We left our sweethearts and our wives A-weeping on the pier. Cheer up, my dears, we soon shall return For it's only half a year. With tarry dress we reached Stromness Where we do go ashore. With whalermen so scarce and the water even less, We'll have to take on more. Now dark and dreary grows the night And the stars begin to burn, With the chasing of the whale and the trying of the oil, And it seems like we'll never return. Our six-month being done, we tie up again, And the lads all go ashore, With plenty of brass and a bonny bonny lass For to make them ravers roar. To Greenland's coast we'll drink a toast, And to them we love so dear, And across the icy main to the whaling grounds again We'll take a trip next year.
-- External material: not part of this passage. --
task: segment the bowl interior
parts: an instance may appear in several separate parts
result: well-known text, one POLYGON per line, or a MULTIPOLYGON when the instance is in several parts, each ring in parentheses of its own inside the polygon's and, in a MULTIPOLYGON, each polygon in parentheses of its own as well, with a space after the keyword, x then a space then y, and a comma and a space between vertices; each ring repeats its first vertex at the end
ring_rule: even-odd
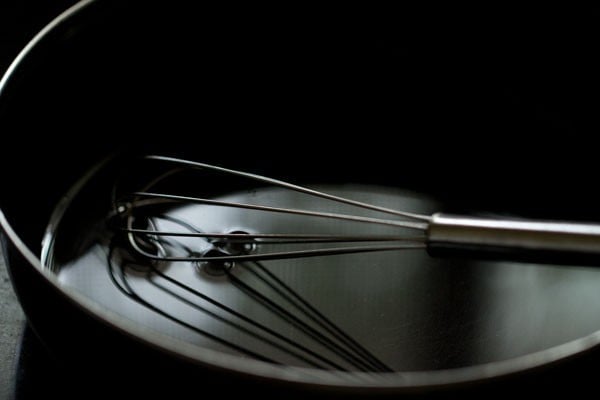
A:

A.L. Lloyd‘s liner notes to Leviathan! Ballads and Songs of the Whaling Trade explain this song about the 1840s Greenland whaling season:

When the ships left London, Hull, Dundee for the northern grounds, the yards would be decorated with ribbons snatched from any pretty girls venturing near the quay, and the men would sing on the maindeck till the harbour bar was passed. They would put in at the Orkneys or Shetlands to take on fresh provisions and water, and perhaps a man or two to complete the crew, and then off to the cold coast of Greenland. This tender farewell song was a favourite of Fred Clausen, a meat-cutter aboard the Southern Express, and native of Stoneferry, Hull. Its elegiac tone suggests it was made by a Scottish whalerman (English whale balladeers generally inclined to rough adventure or outspoken complaint). John Ord, folk song collector and superintendent of police, heard the melody, or something very like it, sung by fisher girls in north-east Scotland in the 1880s.

16 variants are included in the Greig-Duncan collection, demonstrating the song’s popularity within Scotland.